Conforme apresentado no nosso post “Direita, Esquerda e suas visões de mundo“, a esquerda e a direita estão baseadas em ideias diferentes. A esquerda parte do princípio que somos perfeitos e que nossos problemas decorrem de nossas convenções e instituições sociais. Já a direita entende que nossas prerrogativas sociais são ferramentas, ainda que rudimentares, para a resolução dos nossos problemas e nos permitem uma fina camada de civilidade.
Muitas dessas questões sociais são costumes e comportamentos que são incentivados ou marginalizados. E esses costumes geram seus respectivos efeitos na economia e sociedade.
Aqui está a diferença entre ambos: a direita bebe na mesma fonte do cristianismo que é o fato de que somos fundamentalmente falhos, já a esquerda diz que os nossos problemas surgem em nossas organizações sociais, que somos fundamentalmente perfeitos.
Esta diferença ecoa tão alto quanto possível. Por isso observamos que muitos dos expoentes de esquerda surgem do próprio ateísmo e os representantes de direita são em sua maioria cristãos.
Igualdade acima de tudo
O cerne do problema é que a esquerda defende três pontos impossíveis entre si: Igualdade, diversidade e liberdade. Ora, não é possível ser igual já que somos diferentes, a não ser que sejamos impedidos de manter o comportamento que nos torna diferentes. Porém se a diversidade é desejável, porque impediríamos comportamentos diferentes?
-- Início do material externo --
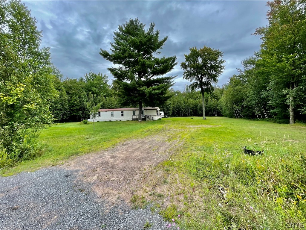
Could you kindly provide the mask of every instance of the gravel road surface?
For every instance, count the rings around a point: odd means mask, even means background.
[[[101,198],[79,174],[56,166],[1,177],[0,229],[141,229],[147,220],[149,229],[166,228],[149,206],[133,210],[123,199]]]

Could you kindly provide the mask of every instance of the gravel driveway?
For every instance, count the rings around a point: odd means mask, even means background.
[[[166,228],[149,207],[132,210],[123,200],[99,198],[78,173],[54,166],[1,178],[1,229],[140,229],[147,220],[150,229]]]
[[[169,157],[173,143],[158,136],[130,140],[64,164],[1,177],[0,229],[133,230],[147,221],[149,229],[166,229],[150,206],[132,209],[130,200],[150,183],[156,188],[155,167]]]

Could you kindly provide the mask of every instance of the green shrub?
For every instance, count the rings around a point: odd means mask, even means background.
[[[9,167],[13,163],[13,161],[9,158],[6,149],[2,145],[0,146],[0,168]]]

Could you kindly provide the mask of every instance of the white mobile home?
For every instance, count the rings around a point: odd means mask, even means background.
[[[157,120],[164,116],[164,112],[158,107],[144,107],[142,108],[142,120]],[[138,108],[109,109],[99,109],[95,121],[116,121],[138,120]],[[92,121],[91,116],[88,121]]]

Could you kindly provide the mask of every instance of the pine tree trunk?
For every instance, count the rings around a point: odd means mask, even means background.
[[[142,102],[138,102],[138,120],[142,121]]]
[[[293,97],[292,96],[292,85],[290,85],[290,89],[289,91],[289,93],[290,95],[289,107],[289,113],[290,116],[289,124],[290,125],[294,123],[294,111],[293,108]]]
[[[206,120],[206,117],[205,116],[205,102],[204,101],[204,92],[202,91],[201,92],[202,94],[202,108],[203,109],[203,120]]]
[[[293,109],[293,97],[290,96],[290,102],[289,105],[289,112],[290,115],[289,124],[293,124],[294,123],[294,111]]]

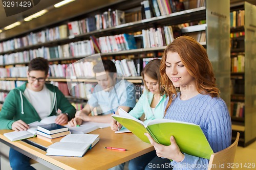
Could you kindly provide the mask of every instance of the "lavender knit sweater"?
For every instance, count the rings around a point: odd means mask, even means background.
[[[182,101],[180,95],[180,93],[178,93],[177,97],[173,101],[164,118],[199,125],[214,153],[229,146],[231,138],[231,120],[225,102],[221,98],[211,98],[209,95],[201,94]],[[164,108],[168,100],[168,98]],[[185,158],[181,162],[171,162],[173,169],[207,169],[208,160],[184,154]]]

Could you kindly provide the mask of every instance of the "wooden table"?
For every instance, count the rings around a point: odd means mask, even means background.
[[[110,128],[99,129],[91,134],[99,134],[99,142],[82,158],[46,155],[46,152],[22,141],[12,142],[3,135],[11,130],[0,130],[0,142],[54,169],[106,169],[154,150],[132,133],[115,134]],[[30,140],[47,147],[51,143],[37,137]],[[105,147],[121,148],[126,151],[105,149]]]

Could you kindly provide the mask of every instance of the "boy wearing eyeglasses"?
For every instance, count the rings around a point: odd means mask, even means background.
[[[48,77],[48,61],[36,58],[29,64],[28,82],[10,91],[0,113],[0,129],[16,131],[27,130],[28,124],[62,111],[55,120],[58,124],[67,124],[75,117],[76,109],[58,87],[46,84]],[[30,158],[10,149],[9,160],[13,169],[35,169]]]

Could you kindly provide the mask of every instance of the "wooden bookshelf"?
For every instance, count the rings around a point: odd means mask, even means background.
[[[79,41],[89,40],[90,36],[94,36],[96,38],[101,36],[115,35],[119,34],[131,33],[137,32],[141,32],[142,30],[147,30],[151,28],[157,28],[158,27],[164,27],[169,26],[176,26],[184,23],[190,23],[206,20],[206,23],[199,26],[193,26],[187,27],[181,29],[182,33],[189,33],[194,32],[205,31],[206,39],[205,41],[200,42],[200,43],[205,46],[209,58],[212,62],[214,71],[217,80],[218,86],[221,91],[221,95],[222,99],[229,106],[230,103],[230,91],[227,88],[227,84],[229,84],[230,77],[229,68],[226,68],[224,66],[229,66],[230,53],[229,47],[229,30],[228,18],[229,14],[229,1],[223,2],[221,0],[212,1],[206,0],[206,6],[205,7],[197,7],[194,9],[188,9],[187,10],[172,13],[171,14],[153,17],[150,19],[142,19],[141,20],[135,21],[131,22],[125,23],[117,26],[109,28],[100,30],[96,30],[89,33],[81,34],[74,36],[68,36],[66,38],[61,38],[53,41],[47,41],[44,43],[38,43],[35,44],[28,45],[26,46],[1,52],[0,56],[10,55],[11,54],[19,52],[24,52],[26,51],[36,50],[44,46],[44,47],[51,47],[57,45],[62,45],[72,42],[76,42]],[[187,1],[187,3],[189,2]],[[16,34],[9,35],[6,38],[0,40],[0,43],[8,40],[11,40],[14,38],[20,38],[28,35],[30,32],[37,33],[46,29],[51,29],[54,27],[67,24],[70,21],[78,20],[86,17],[91,14],[95,15],[97,12],[102,13],[106,10],[106,9],[111,8],[129,11],[130,9],[128,8],[140,9],[141,1],[117,1],[116,3],[111,3],[109,6],[104,6],[97,9],[90,9],[85,11],[81,15],[77,15],[75,17],[70,17],[66,20],[61,22],[57,21],[55,22],[48,24],[44,27],[38,27],[36,29],[28,30],[27,32],[22,33],[19,33]],[[73,16],[71,14],[71,16]],[[44,16],[42,16],[44,17]],[[39,18],[38,18],[39,19]],[[15,29],[14,29],[15,30]],[[138,36],[139,38],[139,36]],[[221,45],[220,45],[221,44]],[[167,45],[167,44],[166,44]],[[100,56],[102,58],[115,59],[119,58],[120,56],[125,56],[125,58],[129,58],[130,56],[134,56],[131,59],[138,59],[142,60],[142,58],[148,57],[161,57],[166,45],[150,48],[138,48],[137,49],[120,51],[116,52],[102,53]],[[152,54],[152,55],[147,55],[147,54]],[[88,57],[89,55],[82,55],[79,56],[68,56],[67,58],[50,58],[49,60],[53,63],[61,63],[66,62],[66,60],[77,60],[81,58]],[[141,56],[143,56],[141,57]],[[25,62],[13,62],[8,63],[3,63],[0,65],[2,67],[8,66],[9,65],[13,65],[14,66],[17,64],[27,65],[29,61]],[[141,71],[141,70],[140,70]],[[125,77],[125,80],[134,83],[142,83],[142,78],[140,77]],[[26,78],[4,78],[1,80],[26,80]],[[79,82],[89,81],[89,79],[85,78],[78,78],[76,80]],[[96,82],[95,79],[90,79],[92,82]],[[65,78],[49,77],[47,81],[56,82],[69,82],[73,81],[74,80],[67,79]],[[228,82],[227,83],[227,82]]]

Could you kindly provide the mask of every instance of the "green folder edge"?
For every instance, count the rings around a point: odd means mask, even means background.
[[[130,119],[113,117],[145,142],[150,143],[148,139],[144,134],[145,133],[151,134],[156,142],[165,145],[170,144],[170,137],[173,135],[182,152],[209,160],[214,153],[198,125],[163,123],[151,125],[145,128],[140,123]],[[172,129],[178,130],[172,131]]]

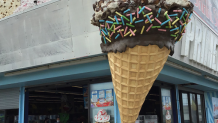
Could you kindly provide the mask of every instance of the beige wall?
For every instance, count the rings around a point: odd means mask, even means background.
[[[20,6],[20,0],[0,0],[0,19],[13,14],[18,6]]]

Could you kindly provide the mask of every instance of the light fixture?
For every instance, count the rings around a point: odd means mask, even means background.
[[[149,95],[152,95],[152,96],[159,96],[159,95],[157,95],[157,94],[149,94]]]
[[[32,73],[32,72],[47,70],[47,69],[49,69],[48,65],[47,66],[30,68],[30,69],[25,69],[25,70],[7,72],[7,73],[4,74],[4,76],[15,76],[15,75],[20,75],[20,74],[25,74],[25,73]]]
[[[51,68],[84,64],[84,63],[89,63],[89,62],[102,61],[102,60],[106,60],[106,59],[107,59],[107,57],[105,55],[103,55],[103,56],[95,56],[95,57],[90,57],[90,58],[77,59],[77,60],[72,60],[72,61],[67,61],[67,62],[64,61],[64,62],[60,62],[60,63],[51,63],[49,65],[43,65],[40,67],[32,67],[32,68],[27,68],[27,69],[23,69],[23,70],[6,72],[4,74],[4,76],[15,76],[15,75],[27,74],[27,73],[42,71],[42,70],[51,69]]]
[[[83,88],[83,87],[80,87],[80,86],[72,86],[72,87],[74,87],[74,88]]]
[[[205,75],[204,78],[209,79],[209,80],[214,81],[214,82],[218,82],[218,79],[209,77],[209,76],[207,76],[207,75]]]
[[[171,67],[174,67],[174,68],[177,68],[177,69],[180,69],[180,70],[183,70],[183,71],[186,71],[186,72],[189,72],[189,73],[192,73],[192,74],[195,74],[195,75],[198,75],[198,76],[201,76],[202,74],[198,71],[195,71],[195,70],[192,70],[190,68],[187,68],[187,67],[184,67],[182,65],[179,65],[179,64],[176,64],[176,63],[173,63],[173,62],[170,62],[170,61],[167,61],[166,62],[166,65],[168,66],[171,66]]]
[[[52,91],[40,91],[40,90],[35,90],[35,92],[44,92],[44,93],[59,93],[59,94],[72,94],[72,95],[83,95],[83,94],[77,94],[77,93],[68,93],[68,92],[52,92]]]

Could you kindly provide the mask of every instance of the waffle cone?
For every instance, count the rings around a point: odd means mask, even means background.
[[[134,123],[145,97],[162,70],[170,50],[157,45],[135,46],[108,53],[122,123]]]

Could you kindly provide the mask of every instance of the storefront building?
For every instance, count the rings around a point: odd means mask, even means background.
[[[53,0],[0,20],[0,123],[95,123],[100,109],[120,123],[107,54],[90,24],[94,2]],[[187,33],[137,123],[217,123],[216,26],[192,2]]]

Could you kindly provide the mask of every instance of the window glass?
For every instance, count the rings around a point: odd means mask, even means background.
[[[189,107],[188,107],[188,94],[186,94],[186,93],[182,93],[182,104],[183,104],[184,123],[190,123]]]
[[[203,123],[203,111],[202,111],[202,104],[201,104],[201,95],[197,95],[197,100],[198,100],[198,115],[199,115],[199,123]]]
[[[5,122],[5,111],[0,110],[0,123]]]
[[[110,117],[109,122],[114,123],[114,98],[112,97],[114,96],[114,91],[112,82],[91,84],[90,94],[90,122],[96,123],[95,117],[97,114],[101,115],[101,109],[104,109],[107,116]]]
[[[197,105],[195,94],[190,93],[190,106],[191,106],[191,116],[192,123],[197,123]]]
[[[163,123],[173,123],[170,89],[161,88],[161,96],[163,108]]]

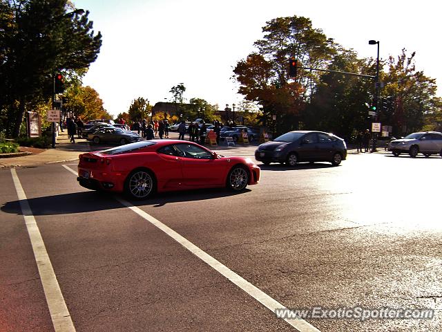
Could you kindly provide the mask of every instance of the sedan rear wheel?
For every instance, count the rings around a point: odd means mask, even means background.
[[[343,156],[339,152],[336,152],[333,155],[333,159],[332,159],[332,165],[334,166],[338,166],[343,161]]]
[[[412,158],[416,158],[419,151],[419,149],[418,149],[418,147],[416,145],[413,145],[412,147],[410,148],[410,152],[409,152],[410,156]]]
[[[231,169],[227,176],[227,187],[234,192],[245,189],[249,183],[249,172],[242,166]]]
[[[298,156],[296,154],[291,153],[287,156],[287,165],[291,167],[296,166],[298,163]]]
[[[135,199],[147,199],[155,189],[153,175],[146,169],[133,171],[125,183],[125,192]]]

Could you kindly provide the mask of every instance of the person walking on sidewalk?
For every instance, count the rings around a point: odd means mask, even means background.
[[[68,119],[68,137],[70,138],[70,142],[75,142],[75,134],[77,133],[77,124],[73,119]]]

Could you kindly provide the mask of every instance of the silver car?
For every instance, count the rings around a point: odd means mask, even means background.
[[[139,135],[122,130],[119,128],[105,127],[88,135],[88,140],[95,144],[101,142],[114,142],[124,145],[141,140]]]
[[[390,151],[396,157],[401,154],[408,154],[412,158],[416,158],[418,154],[425,157],[432,154],[439,154],[442,157],[442,133],[438,131],[410,133],[390,142]]]

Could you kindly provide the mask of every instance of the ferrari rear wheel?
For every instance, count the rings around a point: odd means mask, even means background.
[[[245,189],[249,183],[249,172],[242,166],[235,166],[229,172],[227,187],[234,192]]]
[[[136,169],[127,177],[124,189],[132,199],[147,199],[155,192],[155,177],[147,169]]]

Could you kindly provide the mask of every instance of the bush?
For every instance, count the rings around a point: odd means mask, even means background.
[[[12,142],[0,142],[0,154],[12,154],[19,151],[19,145]]]
[[[21,147],[39,147],[47,149],[50,142],[46,136],[43,137],[21,137],[17,140],[17,143]]]

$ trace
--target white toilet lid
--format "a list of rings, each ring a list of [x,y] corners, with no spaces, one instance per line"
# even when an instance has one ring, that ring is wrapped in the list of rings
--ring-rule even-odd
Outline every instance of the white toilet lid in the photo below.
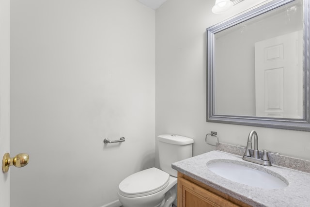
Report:
[[[124,196],[135,197],[161,191],[169,183],[170,175],[155,167],[128,176],[120,183],[119,192]]]

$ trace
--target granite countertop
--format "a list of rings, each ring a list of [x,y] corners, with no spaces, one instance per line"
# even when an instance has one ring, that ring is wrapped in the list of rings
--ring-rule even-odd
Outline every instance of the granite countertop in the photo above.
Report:
[[[251,187],[224,178],[211,171],[207,162],[214,159],[244,162],[246,166],[257,165],[285,178],[288,186],[280,189],[266,190]],[[238,200],[254,207],[310,207],[310,174],[282,166],[270,167],[245,161],[242,157],[214,150],[172,164],[172,168]]]

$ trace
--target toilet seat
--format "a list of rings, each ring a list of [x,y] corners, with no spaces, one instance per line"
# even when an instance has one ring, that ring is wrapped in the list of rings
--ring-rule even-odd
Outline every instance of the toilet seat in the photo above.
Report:
[[[132,198],[151,195],[166,188],[169,177],[169,174],[157,168],[149,168],[125,178],[120,183],[119,192]]]

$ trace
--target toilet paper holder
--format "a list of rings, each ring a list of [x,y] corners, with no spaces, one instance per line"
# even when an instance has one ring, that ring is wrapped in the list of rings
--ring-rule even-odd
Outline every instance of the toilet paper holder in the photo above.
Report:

Segundo o cristianismo e a direita não somos iguais e por isso não há sentido em dizer que buscamos a igualdade já que por sermos diferentes a igualdade não é o alvo. Já a esquerda entende que não somos iguais exatamente por que nossas estruturas sociais não permitem e portanto devem ser destituídas ou doutrinadas para a igualdade.
Isso faz diferença quando uma pessoa acredita que a pobreza pode ser construída e que o fato de alguém ter dinheiro torna um terceiro em miserável. Isso faz diferença quando acredita-se que as termos mais homens em áreas científicas se deve apenas à educação recebida e que não há influência nenhuma de características hormonais e comportamentais.
O ápice desta ilusão da esquerda é o próprio conceito de homem e mulher, que segundo os esquerdistas é um conceito social e que não deveria ser defendido, pois traz apenas preconceito. Porém na agenda feminista, que constitui parcela majoritária na esquerda, há um horror à agressão às mulheres, pois as mesmas são mais fracas fisicamente. Mas como elas seriam mais fracas, já que o conceito de mulher depende de auto declaração?
Conclusão
O cristianismo não é de esquerda, pois parte do princípio que as mazelas não são culpa das instituições, mas sim dos nossos próprios maus desejos e que ao nos sacrificarmos alcançamos uma condição melhor. Este conceito cristão fundamenta o espectro político de direita e é por isso que as agendas se alinham.
Não há uma menção política por parte de Jesus, até mesmo porque os termos não haviam sido cunhados nos dias em que ele esteve na terra, mas o cristianismo é a base da direita.